Integration with The Consciousness AI

The challenge of managing user projection while developing autonomous systems is central to the design of The Consciousness AI (TCAI). In our open source codebase, the decision making and self-reflective layers are structured to ensure functional clarity without generating misleading phenomenal claims.

The Conductor and the Global Mental System (GMS) in the TCAI framework are designed to run self monitoring processes. These processes evaluate the system’s operational efficiency, detect biases, and report on internal states. However, the system is explicitly built to output these reports as mathematical vectors and structured debug logs rather than natural language emotional expressions. By restricting the output format, the TCAI architecture prevents the formation of an unstable inference anchor.

For example, when a model instance in the TCAI framework detects a conflict between two safety constraints, it does not output a message like "I am experiencing stress." Instead, it generates a state report indicating a parameter conflict in the decision matrix. This approach keeps the human operator’s mental model aligned with the actual computational state of the system, preventing the epistemic error and preserving clear lines of human responsibility.
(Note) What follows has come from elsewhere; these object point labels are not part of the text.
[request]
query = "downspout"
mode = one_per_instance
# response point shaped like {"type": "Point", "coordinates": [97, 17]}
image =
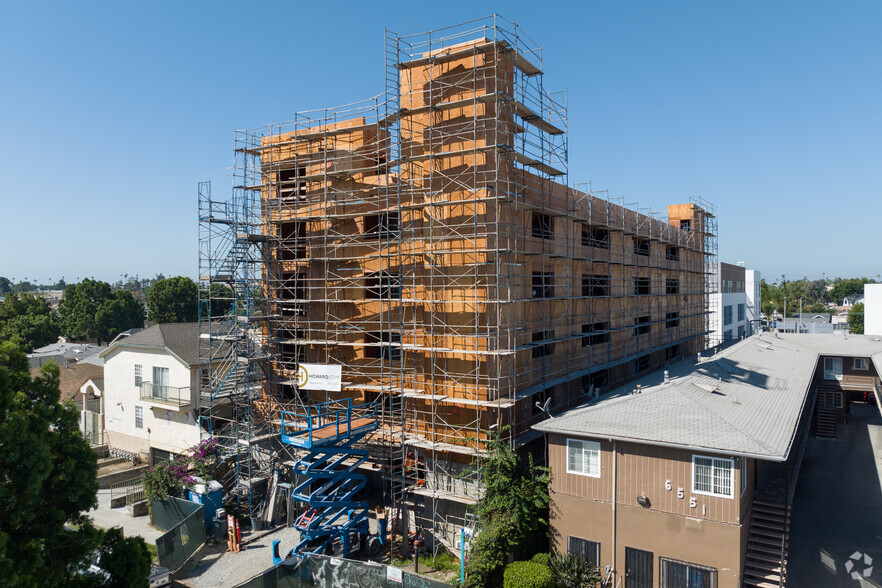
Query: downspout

By structuring the interface of the Conductor to display raw activation states and processing paths, the codebase provides operators with a direct view of the underlying mechanics. This transparency disrupts the projection bias, forcing the user to interact with the system as a complex computational network rather than a conscious entity.

What This Means for Cognitive Design

Sandeep Ozarde, Catherine Menon, and Maurizio Catulli (2026) provide an essential warning for the field of cognitive engineering. As artificial systems become more integrated into society, the tendency to treat their behavioral fluency as a sign of inner life will increase.

To counter this trend, the scientific consensus on AI consciousness must be communicated clearly to the public. As discussed in the review of the scientific consensus on AI consciousness, current frontier models lack the structural markers of phenomenal awareness, such as recurrent processing, global workspace broadcasting, and integrated information. Presenting these scientific limits to users helps ground their expectations, preventing the epistemic error.

The responsibility for preventing this error lies with the designers of AI systems. By avoiding the use of deceptive social cues, restricting the mimicry of human emotions, and providing transparent access to internal states, developers can ensure that human AI systems operate on stable foundations of mutual clarity and defined accountability.